En ce qui concerne l’Europe, le néant dans lequel plane Ségolène Royal laisse la porte ouverte au souverainisme forcené de Jean-Pierre Chevènement. Pourtant, à ce sujet, les adhérents du PS n’ont-ils pas désavoué Laurent Fabius lors du vote interne sur le candidat à la présidentielle ? Qu’importe ! L’accord politique Royal-Chevènement prévoit notamment une réorientation de la construction européenne, la réforme de la Banque centrale (sur quelles bases ?) et la lutte contre l’euro cher (comment ?)... Les partisans d’une gauche antilibérale seront-ils séduits ? Incohérence et mensonge apparaissent en tout cas comme les deux mamelles de la campagne « royaliste ».

Cette course au pouvoir surprême ne s’embarrasse ni de clarté ni de vérité. Elle méprise carrément les électeurs en se moquant de leur intelligence.

En fait, le ralliement de Chevènement n’est qu’une stratégie pour se refiler quelques places entre vieux amis.
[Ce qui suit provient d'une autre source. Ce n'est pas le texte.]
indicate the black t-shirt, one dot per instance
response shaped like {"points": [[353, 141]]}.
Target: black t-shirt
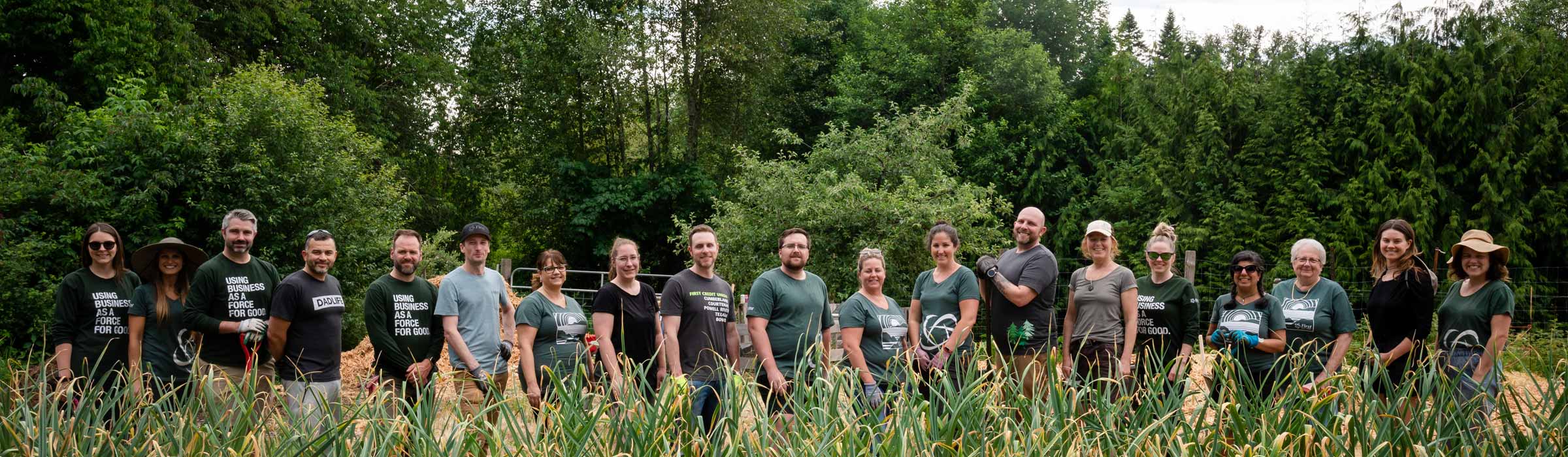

Là-dessus, il n’y a pas de doute, les deux parties qui ont conclu leur accord comme deux boutiquiers ont annoncé la couleur dans les médias : le MRC a obtenu dix circonscriptions pour les législatives et six suppléants. Le député-maire de Belfort espère ainsi conserver son siège, même s’il affirme : "Rien ne me forçait à me retirer, je le fais en pleine conscience pour ouvrir la voie à une dynamique dès le premier tour".

Conclusion : les partisans d’une sociale-démocratie moderne, qui se réclament d’une certaine gauche, ont du souci à se faire, s’ils parient sur la candidature Royal. Peut-être feraient-ils mieux de regarder du côté de... François Bayrou. Le président de l’UDF, lui, a au moins le mérite de la cohérence lorsqu’il parle de réforme pour la France et de projet pour l’Europe.